To understand the transposed convolution, you will need to transform the filters of convolution operation into a matrix when performing the convolution operation. Then, the convolution operation can be defined as Y=WX
. Then, in the transposed convolution, we basically transpose the matrix, and the output will be computed as Y=W^TX
. For some examples, you can refer to https://tinynet.autoai.org/en/latest/induction/convolution.html and https://tinynet.autoai.org/en/latest/induction/convolution-transpose.html.

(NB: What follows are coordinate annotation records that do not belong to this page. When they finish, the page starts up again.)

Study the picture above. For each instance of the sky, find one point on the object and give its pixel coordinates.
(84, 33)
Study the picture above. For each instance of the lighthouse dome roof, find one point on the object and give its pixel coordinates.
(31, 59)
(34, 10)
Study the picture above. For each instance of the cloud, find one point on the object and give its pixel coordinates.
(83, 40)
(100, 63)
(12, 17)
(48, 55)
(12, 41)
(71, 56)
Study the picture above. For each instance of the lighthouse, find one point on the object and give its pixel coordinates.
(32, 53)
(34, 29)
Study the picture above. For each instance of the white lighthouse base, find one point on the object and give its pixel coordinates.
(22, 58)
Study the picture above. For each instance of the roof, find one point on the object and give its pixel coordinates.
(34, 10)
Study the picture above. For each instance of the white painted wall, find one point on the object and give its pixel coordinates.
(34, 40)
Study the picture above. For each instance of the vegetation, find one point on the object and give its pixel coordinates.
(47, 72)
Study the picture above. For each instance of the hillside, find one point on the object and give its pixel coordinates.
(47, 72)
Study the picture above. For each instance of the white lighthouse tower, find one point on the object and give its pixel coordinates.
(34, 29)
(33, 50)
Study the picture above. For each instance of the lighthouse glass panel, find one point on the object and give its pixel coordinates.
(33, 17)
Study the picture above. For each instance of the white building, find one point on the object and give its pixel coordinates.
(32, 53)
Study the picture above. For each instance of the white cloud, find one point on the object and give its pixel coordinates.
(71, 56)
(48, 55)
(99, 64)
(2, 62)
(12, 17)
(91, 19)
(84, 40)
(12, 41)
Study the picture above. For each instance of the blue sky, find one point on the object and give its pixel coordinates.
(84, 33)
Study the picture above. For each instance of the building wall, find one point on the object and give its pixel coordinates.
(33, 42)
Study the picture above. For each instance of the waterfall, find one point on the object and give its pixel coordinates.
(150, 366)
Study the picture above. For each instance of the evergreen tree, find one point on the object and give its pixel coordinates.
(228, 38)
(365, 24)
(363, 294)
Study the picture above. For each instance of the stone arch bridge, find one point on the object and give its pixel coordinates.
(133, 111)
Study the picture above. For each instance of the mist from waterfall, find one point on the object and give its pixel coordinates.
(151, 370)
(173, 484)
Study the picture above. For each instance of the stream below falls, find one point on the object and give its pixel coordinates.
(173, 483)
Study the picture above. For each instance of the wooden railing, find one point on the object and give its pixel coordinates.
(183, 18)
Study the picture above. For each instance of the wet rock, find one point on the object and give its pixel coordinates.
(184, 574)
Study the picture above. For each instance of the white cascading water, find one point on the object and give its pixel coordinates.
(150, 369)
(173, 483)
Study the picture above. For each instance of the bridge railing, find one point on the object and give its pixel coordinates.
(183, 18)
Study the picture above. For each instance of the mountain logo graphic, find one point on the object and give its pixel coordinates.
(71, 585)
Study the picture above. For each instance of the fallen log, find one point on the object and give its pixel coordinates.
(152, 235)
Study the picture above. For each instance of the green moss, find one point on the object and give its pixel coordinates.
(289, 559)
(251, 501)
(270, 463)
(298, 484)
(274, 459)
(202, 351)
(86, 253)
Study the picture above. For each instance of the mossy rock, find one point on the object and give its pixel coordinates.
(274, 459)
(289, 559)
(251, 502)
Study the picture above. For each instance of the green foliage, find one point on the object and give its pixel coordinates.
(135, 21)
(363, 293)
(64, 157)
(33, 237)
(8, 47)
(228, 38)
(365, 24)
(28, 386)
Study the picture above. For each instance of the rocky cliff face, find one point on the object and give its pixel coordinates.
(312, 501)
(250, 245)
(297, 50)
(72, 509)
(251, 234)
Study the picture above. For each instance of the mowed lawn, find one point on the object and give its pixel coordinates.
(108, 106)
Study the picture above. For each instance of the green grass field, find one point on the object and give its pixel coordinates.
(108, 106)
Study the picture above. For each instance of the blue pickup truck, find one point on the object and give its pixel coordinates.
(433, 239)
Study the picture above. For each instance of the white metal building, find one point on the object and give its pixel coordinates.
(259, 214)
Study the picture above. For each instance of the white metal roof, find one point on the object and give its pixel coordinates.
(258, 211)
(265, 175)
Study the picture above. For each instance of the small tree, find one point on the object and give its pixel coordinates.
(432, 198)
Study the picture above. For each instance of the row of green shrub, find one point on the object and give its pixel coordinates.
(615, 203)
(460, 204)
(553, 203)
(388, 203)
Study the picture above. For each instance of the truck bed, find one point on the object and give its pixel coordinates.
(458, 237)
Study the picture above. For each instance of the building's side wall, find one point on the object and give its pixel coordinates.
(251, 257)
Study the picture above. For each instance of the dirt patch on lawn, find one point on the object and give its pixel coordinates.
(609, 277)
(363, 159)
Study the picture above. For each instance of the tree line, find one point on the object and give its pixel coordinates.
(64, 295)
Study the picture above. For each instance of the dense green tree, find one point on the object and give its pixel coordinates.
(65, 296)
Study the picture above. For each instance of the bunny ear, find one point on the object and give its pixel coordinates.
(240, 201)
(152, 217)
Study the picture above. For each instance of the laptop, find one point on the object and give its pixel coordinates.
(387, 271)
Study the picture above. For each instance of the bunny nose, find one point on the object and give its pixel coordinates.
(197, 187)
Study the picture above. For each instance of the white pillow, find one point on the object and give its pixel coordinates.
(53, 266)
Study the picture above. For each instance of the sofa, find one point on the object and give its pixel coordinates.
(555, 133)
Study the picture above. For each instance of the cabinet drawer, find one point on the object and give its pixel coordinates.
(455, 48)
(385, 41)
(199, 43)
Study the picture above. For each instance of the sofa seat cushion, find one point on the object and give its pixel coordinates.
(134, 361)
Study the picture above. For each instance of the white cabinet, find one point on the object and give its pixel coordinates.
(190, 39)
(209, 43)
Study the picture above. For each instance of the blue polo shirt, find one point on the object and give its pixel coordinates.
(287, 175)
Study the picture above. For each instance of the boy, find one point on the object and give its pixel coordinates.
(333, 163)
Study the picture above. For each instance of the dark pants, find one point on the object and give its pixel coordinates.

As for how to get the convolution matrix in transposed convolution, it depends on how you are going to use it. For image segmentation, it is learned during back propagation. In some visualizations of intermediate feature maps (for example, the ECCV14 paper: https://arxiv.org/abs/1311.2901), it is directly derived from the convolution operation. In summary, both ways are fine.
For how to compute the gradient, it is exactly the same as in convolution. You can also interpret the transposed convolution operation as it basically swap the forward and backward process of a convolution operation.